“Carefully determine what pleases the Lord.” (Ephesians 5:10, NLT)
While we are living in this world, each one of us has twenty-four hours each day. That doesn’t seem like so much until you break it down and discover it represents 1,440 minutes! That’s a lot of minutes … and we all have the same amount to use. We may have different talents, and the amount of treasure varies from person to person, but we all have the same amount of time. And the basic question I have for you here is: In what ways are you using the time God has given to you in this world? Think about that for a few of your valuable minutes. Really! What are you presently using your time for? Are you frantically trying to cram in all of your commitments? Are you spending too much time on frivolous things? Are the things you are pursuing bringing you joy—or exhaustion? And if you are honest, how much of your time are you using up on perishable pursuits, and how much are you investing in God’s kingdom for eternal purposes?
Longevity of life is not really the issue here. Some people live very long lives and never accomplish anything of significance, while others accomplish a great deal in a very short amount of time. What is important is that we accomplish what we are supposed to in the amount of time we are given.
In many ways, time is like money. I didn’t say time is money, I said time is like money.

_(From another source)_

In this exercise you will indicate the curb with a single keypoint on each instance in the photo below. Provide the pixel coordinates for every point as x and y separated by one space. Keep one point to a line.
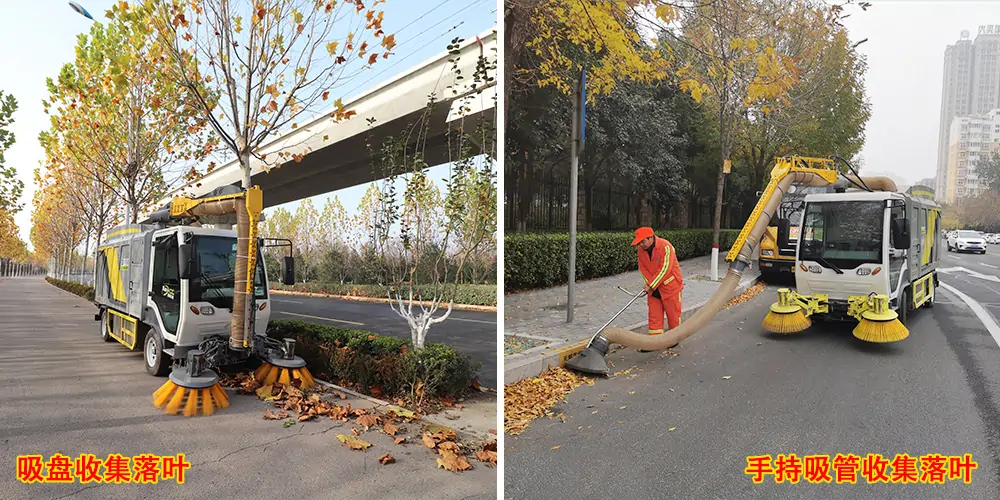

It is a resource, a valuable one at that, and it is available to us to use in whatever way we choose.
With money, we all have fixed expenditures: housing, utilities, food, clothing, transportation. Many of us choose a standard of living that uses our money. We don’t often think about it in this way, but it’s true. After we pay for our fixed expenditures, whatever is left, what I call “discretionary,” we use on entertainment, eating out, vacations, and hopefully, ministry. All of this requires decisions.
The same is true of our time. We all have fixed “expenditures” with our time: a certain amount of sleep, regular work, eating, including whatever preparation is needed, and obligations to our families. The time we have left we see as discretionary, we can “spend” it on whatever we choose. However, one important factor to consider is that the lifestyle standard that we currently have for our “fixed” expenditures, whether that expenditure is money or time, directly affects what we have “left over.”
If I have a lifestyle that requires a lot of money, there isn’t much left over for anything else. If I have a lifestyle that requires a lot of my time, either for work or even a lot of “stuff” to maintain, I won’t have a lot of time for other important things. So we see that our discretionary time is also directly affected by the choices we make regarding our fixed commitments. We often feel like we don’t have any choices, but we always do.
What possibilities has God put in front of you to use your time for him??
Converterlators are thoughtful, disciplined, and intentional with the use of their time.